O silêncio do cipreste
- Guilherme Alexmovitz
- 12 de mai. de 2020
- 2 min de leitura
Atualizado: 12 de jan.

Ainda no início de minha vida profissional, uma paciente que eu já atendia há um ano chegou ao consultório muito abalada. Ela contou que naquele final de semana que passara, os pais de seus dois afilhados foram ao teatro, deixando seu casal de filhos pequenos dormindo, e que, ao voltarem ainda naquela noite, encontraram os filhos em suas camas, mas sem vida. Aparentemente um vazamento de gás ocorrera em seu apartamento e causara a tragédia. Ambos morreram dormindo em suas camas.
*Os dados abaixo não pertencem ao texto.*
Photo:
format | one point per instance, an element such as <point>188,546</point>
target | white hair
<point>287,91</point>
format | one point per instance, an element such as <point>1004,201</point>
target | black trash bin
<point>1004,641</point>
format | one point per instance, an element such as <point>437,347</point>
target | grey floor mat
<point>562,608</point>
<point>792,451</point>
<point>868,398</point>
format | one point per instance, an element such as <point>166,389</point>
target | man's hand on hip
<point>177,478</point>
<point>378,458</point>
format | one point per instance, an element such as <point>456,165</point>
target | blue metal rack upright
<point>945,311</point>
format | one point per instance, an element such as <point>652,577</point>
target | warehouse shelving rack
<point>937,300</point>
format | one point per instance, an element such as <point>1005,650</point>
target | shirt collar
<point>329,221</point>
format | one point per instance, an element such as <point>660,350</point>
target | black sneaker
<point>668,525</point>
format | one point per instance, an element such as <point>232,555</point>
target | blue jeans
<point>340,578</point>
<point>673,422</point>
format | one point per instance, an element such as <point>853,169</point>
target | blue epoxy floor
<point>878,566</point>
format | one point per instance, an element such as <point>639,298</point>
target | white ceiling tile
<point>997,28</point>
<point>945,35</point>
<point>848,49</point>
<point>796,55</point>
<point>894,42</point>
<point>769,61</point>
A paciente conta o ocorrido e desaba em lágrimas, entrando em um silêncio profundo e solitário. Abandonada nela mesma e em sua tristeza, vi-me em um dilema: queria consolá-la, dizer o quanto aquela tragédia me impactara, queria
abraçá-la. Mas tomado e confuso por tantos sentimentos me percebi em silêncio. E chorei. De repente, em silêncio chorávamos juntos. Ela, em seu choro, esboçava um leve sorriso ao perceber que não chorava sozinha. Sim, em silêncio chorávamos juntos. Qualquer fala, qualquer comentário, qualquer consolo, seria apenas ruído. Seria abandoná-la em sua tristeza. O silêncio era nosso abraço. E abraçados assim permanecemos até o final da consulta. Ela então se levantou ao ver a hora, enxugou o rosto com um lenço, me agradeceu com um sorriso e foi embora.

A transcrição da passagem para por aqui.